えんちゃんと先輩は、少し離れた所で何か話している。
「澪の家は、この近くですか?」
お姉さんが、私に話しかけてきた。そう言えば、お姉さんは私の家に来たことがない。
”そうなの”
機会があれば、今度招待しようと思う。
「確か、浩平も昔この辺に住んでいた見たいです」
”そうなの?”
?マークを書き足す。
「はい。その頃の話は、あまりしてくれませんが、妹さんと一緒に、公園で遊んでいる写真を見せて貰ったことがあります」
”公園?”
「はい。そう言えば、この公園と、よく似た公園でした」
よく似た公園・・・。兄妹で写っている写真・・・。なんか、気になる。もしかしたらと言う考えが、心の中で動き出していた。
「どうかしました?」
お姉さんが、心配そうに聞いてくる。
”なんでもないの”
私は、慌てて、平静を保とうと努力した。
「そうですか?」
お姉さんは、疑っているようだった。
「ごめんね、澪」
そこへ、話の終わった二人が戻ってきた。
”何の話なの”
「・・・、あとで、教えてあげる。少し、時間が欲しいの」
えんちゃんは、なんか深刻そうな表情で、答えた。
「それじゃ二人とこも、俺達は帰るからな!」
先輩が、元気良くそう言った。さっき泣いていた人とは別人のようだった。
「それでは、またね」
お姉さんも、先輩と一緒に帰ってしまった。
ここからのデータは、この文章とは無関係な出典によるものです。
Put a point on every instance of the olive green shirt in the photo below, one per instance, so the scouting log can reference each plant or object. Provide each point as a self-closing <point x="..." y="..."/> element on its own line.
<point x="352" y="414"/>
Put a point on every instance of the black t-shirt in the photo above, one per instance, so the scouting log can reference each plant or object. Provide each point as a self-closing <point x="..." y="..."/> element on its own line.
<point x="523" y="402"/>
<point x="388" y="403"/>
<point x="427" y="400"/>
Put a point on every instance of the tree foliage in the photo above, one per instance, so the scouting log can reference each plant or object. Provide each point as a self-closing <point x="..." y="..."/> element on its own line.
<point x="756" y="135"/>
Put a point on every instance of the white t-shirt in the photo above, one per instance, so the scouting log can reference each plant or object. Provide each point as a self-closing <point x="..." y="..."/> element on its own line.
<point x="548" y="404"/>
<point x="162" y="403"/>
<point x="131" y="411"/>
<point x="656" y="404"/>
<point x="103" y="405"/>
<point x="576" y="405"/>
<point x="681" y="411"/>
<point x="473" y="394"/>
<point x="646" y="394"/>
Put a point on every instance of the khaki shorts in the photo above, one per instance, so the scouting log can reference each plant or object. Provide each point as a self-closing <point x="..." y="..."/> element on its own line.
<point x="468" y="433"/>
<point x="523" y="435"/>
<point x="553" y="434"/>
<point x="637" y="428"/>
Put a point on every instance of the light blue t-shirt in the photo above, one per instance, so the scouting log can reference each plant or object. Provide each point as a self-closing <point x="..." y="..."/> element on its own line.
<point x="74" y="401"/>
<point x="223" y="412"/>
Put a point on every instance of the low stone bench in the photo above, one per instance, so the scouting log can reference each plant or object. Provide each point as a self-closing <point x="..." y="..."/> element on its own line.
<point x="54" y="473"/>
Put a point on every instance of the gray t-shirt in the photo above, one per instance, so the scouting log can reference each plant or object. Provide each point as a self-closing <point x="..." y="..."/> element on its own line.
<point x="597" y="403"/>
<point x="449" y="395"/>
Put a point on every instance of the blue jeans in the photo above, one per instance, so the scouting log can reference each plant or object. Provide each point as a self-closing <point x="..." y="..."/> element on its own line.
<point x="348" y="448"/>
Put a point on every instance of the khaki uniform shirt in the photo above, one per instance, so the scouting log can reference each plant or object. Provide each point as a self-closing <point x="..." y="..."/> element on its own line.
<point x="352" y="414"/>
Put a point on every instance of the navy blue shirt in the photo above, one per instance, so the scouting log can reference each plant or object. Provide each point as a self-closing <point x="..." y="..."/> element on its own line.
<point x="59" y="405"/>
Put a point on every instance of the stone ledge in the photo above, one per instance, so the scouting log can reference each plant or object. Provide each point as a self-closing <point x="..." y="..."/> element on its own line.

ただ、帰り際に先輩が
「叔母さんに、俺は元気だと、言っておいてくれ!」
と、えんちゃんに言ったのが気になった。
”知り合いなの”
同じクラスでと言う意味ではない。
「ごめん。もう少し気持ちの整理をしてから、話ね。多分、澪にも関係あることだから・・・」
そう言って、無口になる。私の家について、えんちゃんと別れ際に、こう言ってきた。
「澪、先輩がもし・・・」
もし、何だろう。えんちゃんの言葉がそこで止まった。
「何でもない・・・。おやすみ」
”おやすみなの”
部屋に戻り、ベットに横になった。たくさん歩いたからなんか眠くなってきた。晩御飯まで時間があるから、少しだけ眠ってもいいかな・・・・。
今日も来ない・・・
昨日も来なかった・・・
明日は来るかな・・・
泣きながら、ブランコに揺られている。手には、大切なスケッチブックとクレヨン。
「ねぇ、何で泣いてるの?」
誰かが、話しかけてく来た。
「・・・、これ、なんだかわかる?」
その子は、突然私の前で、何か怪しい動きをはじめた。何となく、鳥さんに見えたので、私は
”鳥さん”
と書いてその子に見せた。
「あ!正解!わかってくれたの!」
凄く嬉しそうに、喜んでくれた。手にしている、スケッチブックがなかったら、この子と、友達にはなれなかったかもしれない。
その事も含めて、先輩には感謝している・・・。
「ねぇ、これは?」
その子は、色々と動物の物まねをしてくれた。何でも、児童劇団で、動物の劇をやるらしくて、その練習をしていたみたいだった。
「澪も、友達待ってるの?」
”そうなの”
あれから、何回もあっているうちに、その子と友達になった。
「私の、友達も遠くに行っちゃったんだ・・・」
”あえないの?”
「入院したんだって」
”元気になるといいね”
「そうしたら、一緒に遊ぼうね」
うん
その子の友達とは、結局遊べなかった。理由はよく解らないけど、ある日、その子が公園に来て、ずっと泣いていた事がある。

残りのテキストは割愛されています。